Friday, June 8, 2001

Teacher bonuses
in limbo

The HSTA and DOE disagree
over who should qualify

Pay ads erred

By Christine Donnelly

The Department of Education is trying to renege on an agreement to pay bonuses to teachers with master's degrees, and the dispute may be headed for court, the Hawaii State Teachers Association claims.

"The road to implementing the recently negotiated contract has been much rockier than ever anticipated," reads the June 4 Teacher Advocate newsletter published by the teachers union. "Unfortunately, the Department of Education is attempting to reinterpret what was negotiated, and we remain in dispute over a few issues."

The newsletter said the DOE was "balking" at the cost of paying a 3 percent salary bonus to teachers who have master's degrees or professional diplomas, and sought to reduce the number of people eligible by limiting the degrees and educational institutions accepted. Plus, the DOE wants to pay the bonus once, rather than in both years of the contract, it said.

DOE Personnel Director Sandra McFarlane refused to discuss the dispute, saying it remained a private collective-bargaining matter between the state and the union.

"I think it's premature yet for us to comment," she said yesterday. "We're in the process of discussing it with the chief negotiator."

In an interview, HSTA Executive Director Joan Husted said the DOE demanded the master's degrees be in education or teaching, not science or arts, even if such a degree related to the teacher's work.
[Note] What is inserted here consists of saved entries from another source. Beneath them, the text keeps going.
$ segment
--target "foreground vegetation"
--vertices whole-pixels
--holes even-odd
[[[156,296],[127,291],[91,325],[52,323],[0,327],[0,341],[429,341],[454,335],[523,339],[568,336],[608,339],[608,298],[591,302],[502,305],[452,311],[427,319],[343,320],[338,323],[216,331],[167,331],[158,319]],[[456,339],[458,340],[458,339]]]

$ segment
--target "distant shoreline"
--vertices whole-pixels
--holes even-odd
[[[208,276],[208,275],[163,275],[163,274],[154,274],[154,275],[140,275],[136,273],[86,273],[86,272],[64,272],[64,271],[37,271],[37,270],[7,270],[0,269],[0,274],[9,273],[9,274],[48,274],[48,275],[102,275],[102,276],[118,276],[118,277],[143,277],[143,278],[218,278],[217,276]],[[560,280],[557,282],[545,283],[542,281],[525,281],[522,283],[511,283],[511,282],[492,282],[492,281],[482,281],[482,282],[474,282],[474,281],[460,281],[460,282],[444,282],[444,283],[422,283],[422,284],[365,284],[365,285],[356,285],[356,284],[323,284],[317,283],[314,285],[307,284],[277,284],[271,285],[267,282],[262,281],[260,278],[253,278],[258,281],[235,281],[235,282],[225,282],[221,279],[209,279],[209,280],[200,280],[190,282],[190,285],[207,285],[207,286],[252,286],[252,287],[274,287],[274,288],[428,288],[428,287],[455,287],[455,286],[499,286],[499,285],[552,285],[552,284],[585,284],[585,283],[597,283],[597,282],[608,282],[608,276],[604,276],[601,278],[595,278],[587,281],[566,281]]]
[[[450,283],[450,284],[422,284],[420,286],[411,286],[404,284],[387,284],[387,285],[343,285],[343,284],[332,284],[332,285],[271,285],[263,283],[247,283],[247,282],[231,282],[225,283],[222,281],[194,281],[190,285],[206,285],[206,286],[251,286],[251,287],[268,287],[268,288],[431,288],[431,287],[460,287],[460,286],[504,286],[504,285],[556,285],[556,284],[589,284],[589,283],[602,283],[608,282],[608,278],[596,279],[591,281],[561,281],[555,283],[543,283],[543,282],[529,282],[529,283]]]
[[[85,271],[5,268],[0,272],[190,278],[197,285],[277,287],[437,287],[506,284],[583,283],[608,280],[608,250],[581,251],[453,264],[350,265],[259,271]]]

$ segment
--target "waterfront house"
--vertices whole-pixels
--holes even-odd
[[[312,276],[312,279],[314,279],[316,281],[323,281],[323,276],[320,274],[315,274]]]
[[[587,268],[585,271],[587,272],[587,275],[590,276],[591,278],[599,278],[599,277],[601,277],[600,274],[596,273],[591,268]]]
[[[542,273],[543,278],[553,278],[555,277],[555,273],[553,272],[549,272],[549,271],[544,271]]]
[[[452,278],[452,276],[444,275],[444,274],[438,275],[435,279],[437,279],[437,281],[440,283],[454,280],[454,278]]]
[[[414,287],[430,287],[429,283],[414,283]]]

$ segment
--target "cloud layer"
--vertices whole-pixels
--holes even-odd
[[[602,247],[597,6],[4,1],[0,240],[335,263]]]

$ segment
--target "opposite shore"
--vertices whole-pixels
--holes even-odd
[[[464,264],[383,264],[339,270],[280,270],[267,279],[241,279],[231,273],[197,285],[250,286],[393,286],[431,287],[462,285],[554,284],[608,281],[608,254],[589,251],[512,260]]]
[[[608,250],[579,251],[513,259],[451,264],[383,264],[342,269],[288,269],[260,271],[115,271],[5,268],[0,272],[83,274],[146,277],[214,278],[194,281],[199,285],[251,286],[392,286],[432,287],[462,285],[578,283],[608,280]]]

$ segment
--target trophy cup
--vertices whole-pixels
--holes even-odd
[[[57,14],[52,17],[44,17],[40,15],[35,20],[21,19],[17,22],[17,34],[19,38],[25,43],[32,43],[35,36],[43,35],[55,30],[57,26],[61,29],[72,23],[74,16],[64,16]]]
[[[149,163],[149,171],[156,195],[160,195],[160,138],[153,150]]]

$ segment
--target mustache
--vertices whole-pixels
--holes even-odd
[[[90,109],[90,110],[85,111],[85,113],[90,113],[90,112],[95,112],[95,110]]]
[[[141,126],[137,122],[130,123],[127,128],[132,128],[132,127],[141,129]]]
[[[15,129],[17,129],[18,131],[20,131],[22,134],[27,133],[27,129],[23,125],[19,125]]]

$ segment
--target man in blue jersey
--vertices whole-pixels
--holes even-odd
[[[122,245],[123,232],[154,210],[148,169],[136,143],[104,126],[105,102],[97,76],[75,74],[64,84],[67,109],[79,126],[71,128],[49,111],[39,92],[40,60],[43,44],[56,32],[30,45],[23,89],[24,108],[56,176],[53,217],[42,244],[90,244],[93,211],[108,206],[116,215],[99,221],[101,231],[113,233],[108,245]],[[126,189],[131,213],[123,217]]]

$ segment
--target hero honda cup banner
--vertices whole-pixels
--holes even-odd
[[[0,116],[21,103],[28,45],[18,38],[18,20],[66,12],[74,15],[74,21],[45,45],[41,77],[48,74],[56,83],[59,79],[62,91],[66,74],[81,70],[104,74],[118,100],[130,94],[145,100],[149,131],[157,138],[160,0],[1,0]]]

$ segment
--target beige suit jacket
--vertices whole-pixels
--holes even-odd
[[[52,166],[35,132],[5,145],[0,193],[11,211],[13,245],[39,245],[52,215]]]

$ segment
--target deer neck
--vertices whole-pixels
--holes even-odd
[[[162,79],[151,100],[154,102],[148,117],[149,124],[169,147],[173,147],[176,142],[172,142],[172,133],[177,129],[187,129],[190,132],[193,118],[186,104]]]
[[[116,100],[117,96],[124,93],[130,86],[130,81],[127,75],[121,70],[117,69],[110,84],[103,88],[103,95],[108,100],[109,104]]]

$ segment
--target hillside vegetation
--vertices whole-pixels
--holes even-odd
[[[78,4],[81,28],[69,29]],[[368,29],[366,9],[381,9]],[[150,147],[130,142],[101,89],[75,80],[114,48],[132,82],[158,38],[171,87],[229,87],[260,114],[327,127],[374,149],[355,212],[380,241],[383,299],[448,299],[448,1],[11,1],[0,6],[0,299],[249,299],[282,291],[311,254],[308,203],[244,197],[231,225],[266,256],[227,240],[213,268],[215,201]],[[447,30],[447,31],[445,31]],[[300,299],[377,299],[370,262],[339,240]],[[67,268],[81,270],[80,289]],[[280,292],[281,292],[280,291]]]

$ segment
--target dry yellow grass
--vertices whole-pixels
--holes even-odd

For example, an art teacher who had a master's in fine arts would not get the bonus under the DOE's interpretation, she said.

In addition, the DOE wants to recognize "professional diplomas" only from the University of Hawaii at Manoa and not from other educational institutions, Husted said. (Professional diplomas are granted for an organized program of advanced classes in education and teaching.)

The DOE's current interpretation is contrary to language agreed to by both the HSTA and the state for ratification by teachers to end a strike that closed schools for three weeks this spring, Husted said.

The language ratified by teachers read, "Teachers who hold professional certificates based on a master's degree or a Professional Diploma shall receive a 3 percent differential calculated on their current salary each year."

The HSTA newsletter said the union would do everything possible, "including legal action," to resolve the matter. "We'll go to court if we have to," Husted said. "We bargained this fair and square, and the DOE needs to live up to its end of the deal."

The DOE's strategy seemed "primarily to save money," she said. By the HSTA's count, 57 percent of the union's 12,800 members, or roughly 7,300 people, deserve the bonus, at a total cost of about $20 million, said spokeswoman Danielle Lum.

By contrast, the DOE intends to spend $11.4 million on the bonuses, according to its latest budget figures, and must find the money within its existing budget.

DOE spokesman Greg Knudsen said it would come from surplus federal impact aid, which the federal government pays the state to help cover the cost of educating the children of military families and other federal employees.

Although state government approved $111.7 million in "new dollars" to fund the overall teacher raises, that figure did not include money to pay for the "professional track" bonuses, said Kim Murakawa, spokeswoman for Gov. Ben Cayetano.

It was agreed that money would come from within the DOE's existing budget, she said.